Originally Posted by Jq25
eX W behaviour changed - Much better towards the kid. Now she wants to spend more time with a kid, fighting me for every day VS before she did not care, she would stop by to say hi to a kid EVERY couple days. Now kid is priority again…. Her attitude towards me is getting worst, more hostile, evil, wants bigger peace out of divorce. Now it’s lots of Nicks and dimes. She is still with OM (I can’t tell otherwise- I am not asking and telling people I don’t wanna know). Still NC other then kid talk/divorce talk. She did try to talk to me about me spending money left and right but she said that she is struggling. What do I do give her some $$$, joking?

Need help with emotional Validation in conversations, every needed conversation, she is always on top. Sometimes bring back things from the past.

How does validation works, why do people use it with WW/WAS?

First, never validate disrespect. When she gets disrespectful, tell her you won't be spoken to that way, then walk away. EVEN for necessary conversations. Most necessary conversations can be had later. If it is a timely discussion, then tell her you won't be spoken to that way, then get back to the business at hand.

Even necessary conversations you should be sticking to business. Sounds like the majority of them are about custody of your child. Keep it to that. If she tries to steer you into "you are spending money left and right", you steer it back "so you want to have him two days in a row? Okay, then he will be with me Thursday and Friday."

Most LBSs engage the WAS because deep down they think any conversation, even negative ones, are better than no conversation. It is fool's gold.

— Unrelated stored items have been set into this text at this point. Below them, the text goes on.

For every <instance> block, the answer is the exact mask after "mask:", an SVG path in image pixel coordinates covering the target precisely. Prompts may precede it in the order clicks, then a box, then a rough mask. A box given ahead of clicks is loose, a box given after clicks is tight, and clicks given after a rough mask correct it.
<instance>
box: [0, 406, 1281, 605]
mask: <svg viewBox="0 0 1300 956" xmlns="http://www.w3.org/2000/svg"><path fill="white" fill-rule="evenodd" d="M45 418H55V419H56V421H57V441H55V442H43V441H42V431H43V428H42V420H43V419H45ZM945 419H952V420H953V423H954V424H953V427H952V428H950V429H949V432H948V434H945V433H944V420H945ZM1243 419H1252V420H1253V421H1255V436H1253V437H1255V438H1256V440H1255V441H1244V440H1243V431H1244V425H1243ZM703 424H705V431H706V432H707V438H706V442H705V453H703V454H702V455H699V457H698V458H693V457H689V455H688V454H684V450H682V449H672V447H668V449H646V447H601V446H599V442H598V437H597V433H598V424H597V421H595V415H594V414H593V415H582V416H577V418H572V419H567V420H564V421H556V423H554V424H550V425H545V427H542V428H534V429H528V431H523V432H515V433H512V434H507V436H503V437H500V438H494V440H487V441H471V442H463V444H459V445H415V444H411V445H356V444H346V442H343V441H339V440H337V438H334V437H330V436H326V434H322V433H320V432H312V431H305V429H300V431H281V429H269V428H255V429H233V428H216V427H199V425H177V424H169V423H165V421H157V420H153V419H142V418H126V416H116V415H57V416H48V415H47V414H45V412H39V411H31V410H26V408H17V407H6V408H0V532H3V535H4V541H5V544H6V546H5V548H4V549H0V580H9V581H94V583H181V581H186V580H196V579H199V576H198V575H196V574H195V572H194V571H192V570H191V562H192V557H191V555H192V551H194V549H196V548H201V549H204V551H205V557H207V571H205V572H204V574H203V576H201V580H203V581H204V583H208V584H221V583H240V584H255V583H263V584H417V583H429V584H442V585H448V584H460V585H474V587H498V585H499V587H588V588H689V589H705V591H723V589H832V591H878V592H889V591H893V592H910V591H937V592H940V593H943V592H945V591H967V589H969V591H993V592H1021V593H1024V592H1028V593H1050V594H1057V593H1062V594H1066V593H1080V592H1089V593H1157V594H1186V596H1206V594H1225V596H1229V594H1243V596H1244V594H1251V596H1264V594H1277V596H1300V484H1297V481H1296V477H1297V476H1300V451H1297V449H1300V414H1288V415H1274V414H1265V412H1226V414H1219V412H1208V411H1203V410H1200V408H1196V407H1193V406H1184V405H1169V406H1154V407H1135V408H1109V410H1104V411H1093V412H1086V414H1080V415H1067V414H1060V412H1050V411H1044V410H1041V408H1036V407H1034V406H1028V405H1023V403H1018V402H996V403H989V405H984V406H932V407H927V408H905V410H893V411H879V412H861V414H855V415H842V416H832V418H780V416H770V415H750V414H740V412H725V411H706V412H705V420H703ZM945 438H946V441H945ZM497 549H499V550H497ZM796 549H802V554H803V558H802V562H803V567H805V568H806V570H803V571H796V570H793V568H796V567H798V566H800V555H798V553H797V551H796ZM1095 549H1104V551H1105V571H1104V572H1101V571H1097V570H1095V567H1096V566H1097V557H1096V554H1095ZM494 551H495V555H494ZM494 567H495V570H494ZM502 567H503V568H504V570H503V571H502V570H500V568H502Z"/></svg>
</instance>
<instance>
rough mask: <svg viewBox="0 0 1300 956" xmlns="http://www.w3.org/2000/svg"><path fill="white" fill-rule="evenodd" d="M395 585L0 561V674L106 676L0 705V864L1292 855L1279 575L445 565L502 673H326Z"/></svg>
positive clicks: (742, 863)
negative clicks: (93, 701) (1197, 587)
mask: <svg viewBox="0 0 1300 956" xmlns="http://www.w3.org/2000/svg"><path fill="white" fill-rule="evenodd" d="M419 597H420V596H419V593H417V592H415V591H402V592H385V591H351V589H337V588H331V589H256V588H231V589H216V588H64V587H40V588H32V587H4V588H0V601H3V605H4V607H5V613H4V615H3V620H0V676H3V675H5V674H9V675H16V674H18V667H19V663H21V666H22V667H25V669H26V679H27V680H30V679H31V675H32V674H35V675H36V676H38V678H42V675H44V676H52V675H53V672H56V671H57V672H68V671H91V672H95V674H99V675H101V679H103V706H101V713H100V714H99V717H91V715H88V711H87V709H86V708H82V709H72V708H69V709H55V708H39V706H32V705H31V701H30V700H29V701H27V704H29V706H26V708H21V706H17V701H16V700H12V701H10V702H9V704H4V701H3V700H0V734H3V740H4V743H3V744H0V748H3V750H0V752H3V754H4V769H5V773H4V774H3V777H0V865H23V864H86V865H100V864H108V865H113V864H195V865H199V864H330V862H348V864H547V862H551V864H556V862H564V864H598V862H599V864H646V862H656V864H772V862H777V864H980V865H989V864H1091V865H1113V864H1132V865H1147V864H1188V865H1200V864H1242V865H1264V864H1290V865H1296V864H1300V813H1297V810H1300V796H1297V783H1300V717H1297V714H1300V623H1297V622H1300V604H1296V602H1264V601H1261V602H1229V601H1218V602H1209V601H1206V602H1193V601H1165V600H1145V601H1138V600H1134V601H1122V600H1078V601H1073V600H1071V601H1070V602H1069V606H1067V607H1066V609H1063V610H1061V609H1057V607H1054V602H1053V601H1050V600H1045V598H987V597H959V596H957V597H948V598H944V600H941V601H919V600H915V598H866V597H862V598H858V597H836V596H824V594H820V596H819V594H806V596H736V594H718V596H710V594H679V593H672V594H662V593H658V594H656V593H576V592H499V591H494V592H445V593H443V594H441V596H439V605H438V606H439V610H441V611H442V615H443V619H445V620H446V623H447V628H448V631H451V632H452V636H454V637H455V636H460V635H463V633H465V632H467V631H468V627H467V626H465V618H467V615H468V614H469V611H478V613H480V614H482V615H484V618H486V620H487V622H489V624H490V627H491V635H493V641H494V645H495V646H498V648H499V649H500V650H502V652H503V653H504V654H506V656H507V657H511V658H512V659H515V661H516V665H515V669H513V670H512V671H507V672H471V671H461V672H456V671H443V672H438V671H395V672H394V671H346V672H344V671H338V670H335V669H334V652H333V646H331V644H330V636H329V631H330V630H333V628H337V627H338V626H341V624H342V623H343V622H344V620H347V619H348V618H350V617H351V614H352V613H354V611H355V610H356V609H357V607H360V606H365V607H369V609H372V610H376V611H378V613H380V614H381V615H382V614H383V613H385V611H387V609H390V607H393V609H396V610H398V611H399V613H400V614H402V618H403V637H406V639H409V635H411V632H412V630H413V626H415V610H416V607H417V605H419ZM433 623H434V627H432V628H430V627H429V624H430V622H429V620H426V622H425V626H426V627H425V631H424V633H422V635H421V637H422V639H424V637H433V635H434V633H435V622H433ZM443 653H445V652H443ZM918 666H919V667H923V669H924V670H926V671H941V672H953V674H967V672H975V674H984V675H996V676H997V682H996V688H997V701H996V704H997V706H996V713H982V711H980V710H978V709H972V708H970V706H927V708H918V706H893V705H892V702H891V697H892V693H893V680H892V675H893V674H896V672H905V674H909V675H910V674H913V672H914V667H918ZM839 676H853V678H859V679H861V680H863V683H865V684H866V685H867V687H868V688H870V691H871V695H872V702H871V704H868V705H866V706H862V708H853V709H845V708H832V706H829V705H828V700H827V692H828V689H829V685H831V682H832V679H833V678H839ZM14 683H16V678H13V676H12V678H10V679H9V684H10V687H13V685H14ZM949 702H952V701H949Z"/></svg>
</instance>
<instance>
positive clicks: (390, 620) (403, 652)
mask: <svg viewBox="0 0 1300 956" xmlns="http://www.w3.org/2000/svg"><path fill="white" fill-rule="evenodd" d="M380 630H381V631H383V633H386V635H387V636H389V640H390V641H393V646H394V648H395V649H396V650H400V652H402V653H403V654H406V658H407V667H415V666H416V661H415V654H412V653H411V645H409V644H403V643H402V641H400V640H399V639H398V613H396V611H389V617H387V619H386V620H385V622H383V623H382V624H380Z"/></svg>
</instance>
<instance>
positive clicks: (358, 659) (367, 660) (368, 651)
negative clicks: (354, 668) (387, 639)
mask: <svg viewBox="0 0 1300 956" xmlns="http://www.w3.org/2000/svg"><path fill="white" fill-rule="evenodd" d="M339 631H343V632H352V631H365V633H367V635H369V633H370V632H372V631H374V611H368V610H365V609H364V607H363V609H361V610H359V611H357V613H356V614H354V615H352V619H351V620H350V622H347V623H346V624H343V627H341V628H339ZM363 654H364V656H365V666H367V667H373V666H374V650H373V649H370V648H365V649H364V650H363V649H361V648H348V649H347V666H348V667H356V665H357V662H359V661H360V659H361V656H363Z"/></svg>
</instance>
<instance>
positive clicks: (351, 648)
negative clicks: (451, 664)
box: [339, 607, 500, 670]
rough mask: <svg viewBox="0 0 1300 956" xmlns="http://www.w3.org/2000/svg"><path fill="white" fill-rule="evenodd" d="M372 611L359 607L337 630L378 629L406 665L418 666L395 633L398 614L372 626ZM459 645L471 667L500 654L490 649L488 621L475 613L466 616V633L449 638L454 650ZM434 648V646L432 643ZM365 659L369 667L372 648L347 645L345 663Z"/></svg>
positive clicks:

- Do not validate disrepect.
- Keep conversations to the necessary business.
- If she talks about how she feels about something, listen and validate. (Ex. Her: "I do not get enough time with our child." You: "So you feel you should get more time with him/her.") Then back to necessary business.
- Be the one that ends the conversation. "I have somewhere I need to be. " Then leave.

Finally, get a custody agreement in place. Get a lawyer to help. Make it fair and equitable. Then there is no need for these necessary custody discussions.